Es lo que tiene esto del bienestar, que lo hemos construido tan tarde y tan frágil que ante la más mínima de las tormentas que puedan acechar su adecuado funcionamiento, ¡zas!… nos tememos lo peor. La semana pasada, organizado por la Red Española de Políticas Sociales y el Consejo Superior de Investigaciones Científicas, tuvo lugar un encuentro de expertos en políticas públicas. La finalidad era analizar la situación del Estado del Bienestar en España tras la crisis. Uno de los términos más utilizados fue el de «sostenibilidad», que viene a ser una versión culta del «virgencita, que me quede como estoy», algo sumamente injusto en un país en el que las prestaciones sociales no han alcanzado la intensidad de los países europeos de nuestro entorno.

Nos tememos lo peor y hay razones para la alerta. Los recortes sociales son una crónica anunciada. Hasta ahora, apenas se ha producido algún arañazo, limitando la retroactividad de la reciente Ley de la Dependencia, pero el horizonte apunta algunas amenazas importantes. Sin ir más lejos, la edad de jubilación actual parece que tiene los días contados. Si echamos un vistazo a nuestro alrededor, tengo que confesar que los franceses y su capacidad de reacción me pone; hay que ver la respuesta de los vecinos del norte: en lo que va de año, han sido capaces de convocar seis movilizaciones contra la política social de Sarkozy y además con huelgas generales de las de verdad y no de baja intensidad. Todo eso porque sus dirigentes se han empeñado en jubilarlos un lustro antes de lo que nos espera a los españoles a partir de dentro de muy poco, al pasar de los 60 a los 62 años. Ya se sabe que las comparaciones son odiosas, pero me da la impresión de que lo es todavía más el resultado si lo haces.

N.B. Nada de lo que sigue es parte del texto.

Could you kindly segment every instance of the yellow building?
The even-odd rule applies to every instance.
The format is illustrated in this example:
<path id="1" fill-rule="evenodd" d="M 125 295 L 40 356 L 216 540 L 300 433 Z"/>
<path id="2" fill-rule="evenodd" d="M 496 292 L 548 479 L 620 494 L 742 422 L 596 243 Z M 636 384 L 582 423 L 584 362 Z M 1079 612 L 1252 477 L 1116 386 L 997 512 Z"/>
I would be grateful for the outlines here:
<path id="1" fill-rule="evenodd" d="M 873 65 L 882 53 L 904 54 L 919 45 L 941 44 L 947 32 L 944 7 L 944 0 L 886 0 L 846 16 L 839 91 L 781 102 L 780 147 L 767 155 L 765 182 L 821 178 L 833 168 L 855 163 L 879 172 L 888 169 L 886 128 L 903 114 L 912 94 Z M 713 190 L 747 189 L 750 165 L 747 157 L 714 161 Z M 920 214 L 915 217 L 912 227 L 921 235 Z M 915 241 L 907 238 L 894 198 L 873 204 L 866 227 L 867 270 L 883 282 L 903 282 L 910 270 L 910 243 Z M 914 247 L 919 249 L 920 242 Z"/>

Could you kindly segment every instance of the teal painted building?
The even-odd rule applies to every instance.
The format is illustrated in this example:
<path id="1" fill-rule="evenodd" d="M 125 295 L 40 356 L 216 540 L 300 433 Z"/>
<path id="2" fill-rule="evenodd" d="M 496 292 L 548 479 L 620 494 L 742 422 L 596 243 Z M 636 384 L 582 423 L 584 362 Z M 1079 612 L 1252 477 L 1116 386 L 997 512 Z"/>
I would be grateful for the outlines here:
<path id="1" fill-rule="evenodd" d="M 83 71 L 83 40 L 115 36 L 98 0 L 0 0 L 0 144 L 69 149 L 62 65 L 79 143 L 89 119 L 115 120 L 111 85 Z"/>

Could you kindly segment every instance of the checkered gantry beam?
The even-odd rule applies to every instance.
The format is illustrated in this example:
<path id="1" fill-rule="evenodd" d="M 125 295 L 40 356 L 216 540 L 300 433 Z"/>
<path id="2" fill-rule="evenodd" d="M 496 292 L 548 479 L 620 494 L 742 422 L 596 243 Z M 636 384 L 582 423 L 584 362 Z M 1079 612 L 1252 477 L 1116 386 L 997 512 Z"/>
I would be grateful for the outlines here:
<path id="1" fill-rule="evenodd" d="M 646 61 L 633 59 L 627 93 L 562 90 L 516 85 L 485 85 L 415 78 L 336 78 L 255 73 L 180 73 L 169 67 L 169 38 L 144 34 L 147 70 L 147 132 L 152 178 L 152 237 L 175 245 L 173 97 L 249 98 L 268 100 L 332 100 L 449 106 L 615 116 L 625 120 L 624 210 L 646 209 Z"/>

Según nos contaron, con nuestra entrada en la UE pasábamos a formar parte de un club selecto. Pero nadie nos había dicho que la condición era el pago de un peaje tan relevante como perder la capacidad de decidir acerca de qué modelo de bienestar queremos y necesitamos. Ahora nos dictan desde Bruselas hasta dónde podemos proteger y lo que tenemos que recortar para seguir perteneciendo a la elite. Lo malo es que los recortes nos pillan sin la faena terminada y con un carajal entre las distintas comunidades, de manera que algunas prestaciones de las autonomías que más empeño están poniendo ni siquiera se parecen a las de otras comunidades que miran hacia otro lado, retrasando y precarizando las distintas medidas de protección.

El Congreso de Políticas Sociales ha sido una buena muestra de esta dificultad de construir un modelo de protección al mismo tiempo que un Estado descentralizado sin los suficientes elementos de cohesión que garanticen la expansión equitativa de los derechos sociales. Ojalá alguien tomara nota de esta evidencia, pero da la impresión de que no corren buenos tiempos y además tampoco parece que sea un tema que interese a la mayoría de la sociedad española. Al menos, a la vista de su escasa presencia en el debate público.